MiniMax-M3 is an open-weight large language model from MiniMaxAI, the Chinese AI lab behind the MiniMax series. It is a Mixture-of-Experts (MoE) model with about 427B total parameters but only roughly 23B activated per token, so it runs far cheaper than its full size suggests. The architecture pairs MoE routing with MiniMax Sparse Attention (MSA), which is how it sustains a context window of 1,048,576 tokens.

The model is natively multimodal, trained from the start to handle interleaved text and images rather than bolting vision on afterward. On atomic.chat you can pull the weights and run MiniMax-M3 on your own hardware, so prompts, code, and documents stay on your machine, fully offline, with nothing sent to a remote API.

What it is good at

MiniMax-M3 was built around coding and agentic work, with reasoning and vision as first-class capabilities. Three things it handles well:

  • Coding and agentic tasks — it posts strong autonomous-agent scores (around 59% on SWE-Bench Pro in MiniMaxAI's reporting), so it can plan, edit across files, and run multi-step tool loops.
  • Long-context reasoning — the 1M-token window plus sparse attention lets it read entire codebases or long document sets in one pass and reason over them with the thinking mode.
  • Vision and visual understanding — being natively multimodal, it reads screenshots, diagrams, and UI mockups alongside text, which suits debugging from an image or extracting data from a chart.

Running it locally

This is a heavy model. At 427B parameters even quantized builds run large: the smallest GGUF quant lands near 128GB, and a comfortable quant wants 130GB or more of RAM or unified memory. A 512GB Mac Studio M3 Ultra can drive long generations; multi-GPU servers use 8-way tensor parallelism. The full 1,048,576-token context also needs room for the KV cache on top of the weights.

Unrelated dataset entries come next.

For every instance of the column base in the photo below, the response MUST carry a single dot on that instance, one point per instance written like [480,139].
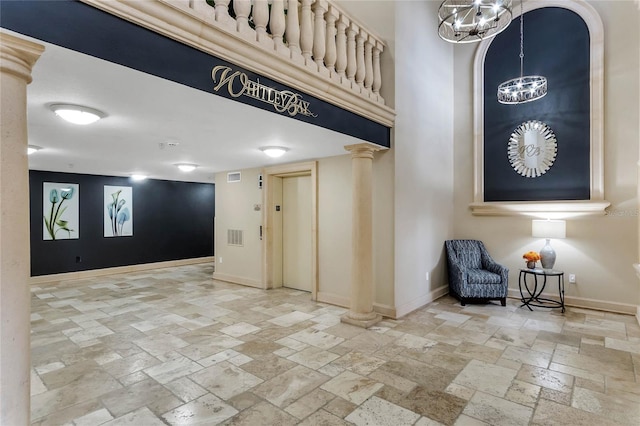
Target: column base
[365,322]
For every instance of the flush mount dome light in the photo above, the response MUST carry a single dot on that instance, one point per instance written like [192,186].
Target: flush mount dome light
[186,167]
[274,151]
[32,149]
[467,21]
[77,114]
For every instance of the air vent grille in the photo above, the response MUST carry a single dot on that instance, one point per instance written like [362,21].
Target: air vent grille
[235,237]
[234,177]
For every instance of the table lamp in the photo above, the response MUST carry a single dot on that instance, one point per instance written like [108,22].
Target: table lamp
[548,229]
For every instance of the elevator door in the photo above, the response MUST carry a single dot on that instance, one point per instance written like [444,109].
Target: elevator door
[296,232]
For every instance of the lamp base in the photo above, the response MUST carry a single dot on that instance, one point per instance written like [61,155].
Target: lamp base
[547,256]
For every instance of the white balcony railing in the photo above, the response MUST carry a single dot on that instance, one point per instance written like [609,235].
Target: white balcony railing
[312,45]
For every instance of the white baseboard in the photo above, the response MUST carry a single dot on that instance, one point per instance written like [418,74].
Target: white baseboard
[583,302]
[421,301]
[250,282]
[334,299]
[93,273]
[385,310]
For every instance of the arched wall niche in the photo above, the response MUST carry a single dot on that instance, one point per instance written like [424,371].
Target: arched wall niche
[595,204]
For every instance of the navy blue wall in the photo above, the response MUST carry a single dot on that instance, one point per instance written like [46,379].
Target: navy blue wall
[172,220]
[557,47]
[85,29]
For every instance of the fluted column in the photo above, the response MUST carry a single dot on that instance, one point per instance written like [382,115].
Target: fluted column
[360,67]
[368,63]
[17,57]
[361,309]
[306,30]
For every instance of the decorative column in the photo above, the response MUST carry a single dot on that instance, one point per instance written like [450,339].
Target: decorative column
[319,32]
[277,25]
[293,29]
[351,52]
[306,30]
[17,57]
[377,77]
[361,311]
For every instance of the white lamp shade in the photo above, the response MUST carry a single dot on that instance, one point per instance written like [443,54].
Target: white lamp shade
[549,228]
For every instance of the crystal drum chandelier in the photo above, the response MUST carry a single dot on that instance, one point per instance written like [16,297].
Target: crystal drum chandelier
[524,88]
[466,21]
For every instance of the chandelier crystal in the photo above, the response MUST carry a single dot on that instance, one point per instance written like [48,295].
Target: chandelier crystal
[466,21]
[524,88]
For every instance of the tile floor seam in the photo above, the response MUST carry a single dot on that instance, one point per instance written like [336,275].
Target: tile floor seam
[184,311]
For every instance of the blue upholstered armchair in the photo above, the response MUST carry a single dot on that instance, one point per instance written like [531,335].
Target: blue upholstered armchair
[473,274]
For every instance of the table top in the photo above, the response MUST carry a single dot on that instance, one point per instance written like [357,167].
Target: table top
[540,271]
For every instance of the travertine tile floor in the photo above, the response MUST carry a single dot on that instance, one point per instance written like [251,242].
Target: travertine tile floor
[173,346]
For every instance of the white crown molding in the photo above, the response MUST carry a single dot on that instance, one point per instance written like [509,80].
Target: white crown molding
[179,22]
[596,204]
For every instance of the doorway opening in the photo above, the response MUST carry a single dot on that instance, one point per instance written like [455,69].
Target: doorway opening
[290,227]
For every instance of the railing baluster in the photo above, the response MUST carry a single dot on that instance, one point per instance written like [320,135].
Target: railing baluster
[293,28]
[330,56]
[341,47]
[306,30]
[277,24]
[242,9]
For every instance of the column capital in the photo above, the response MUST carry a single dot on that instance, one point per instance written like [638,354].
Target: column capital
[17,56]
[363,150]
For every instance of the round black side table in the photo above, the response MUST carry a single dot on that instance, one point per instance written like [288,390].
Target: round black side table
[531,295]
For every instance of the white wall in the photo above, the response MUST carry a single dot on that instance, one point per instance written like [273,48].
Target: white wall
[423,145]
[243,265]
[599,250]
[235,210]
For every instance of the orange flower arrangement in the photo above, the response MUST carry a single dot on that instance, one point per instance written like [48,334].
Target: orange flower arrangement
[531,256]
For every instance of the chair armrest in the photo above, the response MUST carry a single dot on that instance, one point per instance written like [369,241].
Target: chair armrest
[496,268]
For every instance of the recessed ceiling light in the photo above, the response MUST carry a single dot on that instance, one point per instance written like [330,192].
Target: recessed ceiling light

huggingface-cli download MiniMaxAI/MiniMax-M3

Once the weights are local you can serve them through vLLM, SGLang, or llama.cpp, or load the model in Atomic Chat with one click and start chatting without touching a config file.

License

MiniMax-M3 ships under a custom "other" license rather than a standard OSI license, so the exact terms come from MiniMaxAI's own agreement on the model's Hugging Face page. The weights are openly downloadable for local and offline use; check that license text before any commercial deployment to confirm what redistribution and production use it permits.

Desktop
macOS
(M1 or better)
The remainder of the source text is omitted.